On Friday, July 19, HOPESters Natty, Preston and Kristen made the trip down to Santa Maria, California to attend the first ever Help4HD International Symposium. The mission of Help4HD International is to facilitate conversations in the research community by providing vital information regarding research and clinical trials to the Huntington’s disease community.  For more information on the organization visit: www.help4hd-international.org

Below are the summaries of all the keynote speeches with attached video archives of the presentations:

Congresswoman Lois Capps, Representative, Santa Barbara County^

Congresswoman Lois Capps, the US Representative, Santa Barbara County, made the opening address at the event. She commended the Huntington’s disease community for its resilience in the face of adversity and called for the community to continue to advance on three fronts: supporting caregivers, caring for the sick and bolstering research efforts. Rep. Capps also highlighted the policy advances in assisting Huntington’s disease afflicted individuals and their family such as the HD Parity Act which aims to waive the 24-month waiting period for Medicare eligibility for Huntington’s disease patients. In addition, as a member of the Rare Diseases Caucus, Rep. Capps pledged to push for the study of rare diseases and is positive that the research on rare diseases will produce a ripple effect that will benefit patients of other illnesses like Huntington’s disease.

Dr. Ira Shoulson, Founder HSF (Huntington Study Group) and PSG (Parkinson Study Group)^

Dr. Ira Shoulson, the founder of the Huntington Study Group and Professor of Pharmacology, Neurology and Human Sciences in Georgetown University, was the first keynote speaker at the symposium. Dr. Shoulson focused on the different organizations involved in research, current state of clinical research, and explored the future of Huntington’s disease treatments. He highlights the concern of patients who register for clinical trials, as they are often worried that they might be assigned to receive the placebo treatment; he addresses this concern by emphasizing the documented benefits of the placebo effect. Furthermore, Dr. Shoulson talks about the measures put in place to protect patients undergoing clinical trials, such as informed consent measures and the regulatory processes of the FDA. He then concludes his presentation by discussing the current and future direction that Huntington’s disease research will move in. Dr. Shoulson mentions that current research can be divided into several areas: environmental factors, movement treatment, cognitive-enhancement, and gene expression modification. In the future, he believes that clinical trials may explore treating individuals possessing the dominant Huntington’s disease gene but have yet to develop the symptoms.

Ray Dorsey, MD, MBA, Professor of Neurology and Co-director, Center for Human Experimental Therapeutics ^

Dr. Ray Dorsey, who joined the symposium via a Skype Call, investigates new treatments for movement disorders. Using web-based conferencing, his work seeks to provide care to those with Parkinson’s disease and other diseases, regardless of their geographic location.

Dr. Dorsey began his talk by asking the community to consider what they could do to help the HD community advance research and what clinicians can do to relieve the burden of those affected by the disease.

He stated that the greatest accomplishment in recent medicine was the transformation of HIV/AIDS from a fatal disease to a chronic, manageable one in the past 30 years. Despite a lack of information about retroviruses and the immune system, researchers were able to develop and obtain FDA approval for an effective drug. Now, over the last generation, about ten drugs have been discovered to treat HIV. People can now live healthy, productive lives for decades.

He asks the audience if scientists can do something similar for Huntington’s disease. For example, Nancy Wexler came from a family affected by HD and was able to identify the gene that caused Huntington’s disease. This occurred at a time where genes were thought to cause these diseases, but it was unheard of to determine their location.

Dr. Dorsey then transitioned to how he is advancing the state of Huntington’s disease care through his work with the study, Connect. Huntington. Due to the lack of resources available to individuals in remote or rural regions, telemedicine has become increasingly important as a mechanism to provide these individuals with the care they need. These resources include consultations with neurologists and other doctors on various issues.

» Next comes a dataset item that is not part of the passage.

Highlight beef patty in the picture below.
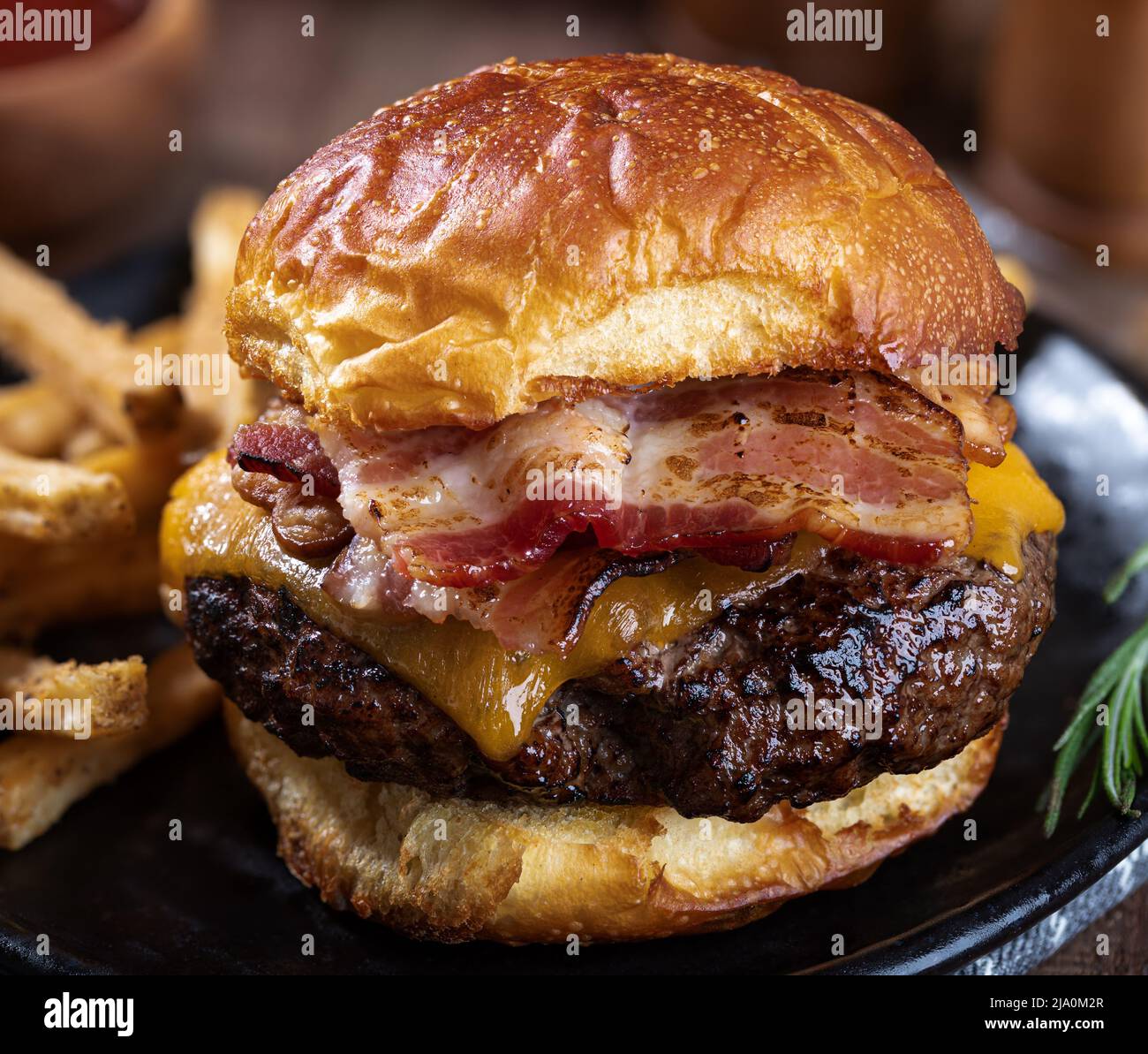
[187,534,1056,822]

Individuals should not be denied treatment due to their location.

The aim of the Connect.HD is to provide care to those affected by HD directly in the individual’s home via internet-connected devices like smartphones or computers. There are five states participating in this study, including California. Requirements include the presence of Huntington’s disease in the home as well as access to an internet-connected device. If you are interested in participating in this study, contact Ray Dorsey at ray.dorsey@ctcc.rochester.edu

Dr. Suzanne Pontow, Co-director, Umbilical Cord Blood Collection Program^

Dr. Suzanne Pontow, Co-Director of the California Umbilical Cord Blood Collection Program at the UC Davis Health System and a Stem Cell Research Program Supervisor at the Institute for Regenerative Cures, discussed both research and clinical applications, specifically for HD patients, for neonatal stem cells and the California Umbilical Cord Blood Public Bank.

She explained that a major research tool for the Institute is the use of neonatal stem cells both in research and clinical applications. The neonatal stem cells are collected from placental tissues and cord blood. The stem cells are made up of mesenchymal and hematopoietic cells, which are multipotent cells. Multipotent cells can differentiate into many but not all types of cells. For instance, hematopoietic stem cells can differentiate into several types of blood cells and mesenchymal cells can differentiate into bone cells, cartilage cells or fat cells, but they are limited to differentiation into these areas. However, both hematopoietic and mesenchymal cells can be induced into a pluripotent state from which they can become any type of cell in the human body.

Dr. Pontow described one example, in which researchers worked with a group of at-risk newborns for autism spectrum disorders. Researchers isolated hematopoietic stem cells from the cord blood of newborns at risk for Huntington’s disease shortly after birth. The cells were cultured, induced into a pluripotent state and were differentiated into neurons. By studying these neurons, they could see if the neurons were developing normally and examine how the neurons responded to various drugs as a way to look for cures or to slow progression of the disease. This “disease in a dish” model is applicable across a wide range of disease types and allows researchers to conduct extensive research about a disease without invasive patient procedures.

Neonatal cell studies are of great importance when it comes to finding treatments for disease. These cells are readily available, easy to harvest and are “youthful”, which according to Dr. Pontow, means that they “last longer in culture and go through more successful divisions than adult derived stem cells.” These advantages allow easier assessment of immune system development and function, making neonatal cells an attractive research and therapeutic tool. With the creation of The California Umbilical Cord Blood Collection Program, there should be more of these cells available for different applications.

Dr. Peg Nopoulos, Professor of Psychiatry, Neurology, UI HD, Kids HD/Kids JHD^

Dr. Peg Nopoulos, Professor of Psychiatry, Neurology and Pediatrics in the University of Iowa, focused her discussion on juvenile Huntington’s disease (JHD).  Dr. Nopoulos explained the genetics behind JHD and the differences between the symptoms of adult onset HD and juvenile onset HD. She talked about the Kids-HD program, which is a specialized program where HD experts research on reducing the length of time for diagnosis of potential patients. Dr. Nopoulos explained there are difficulties diagnosing a non-specific symptom because current diagnostic tools cannot distinguish between children with and without the disease due to behavioral cues. Instead, she recommended the use of quantitative MRI as a more accurate tool, which measures the caudate volume of the brain.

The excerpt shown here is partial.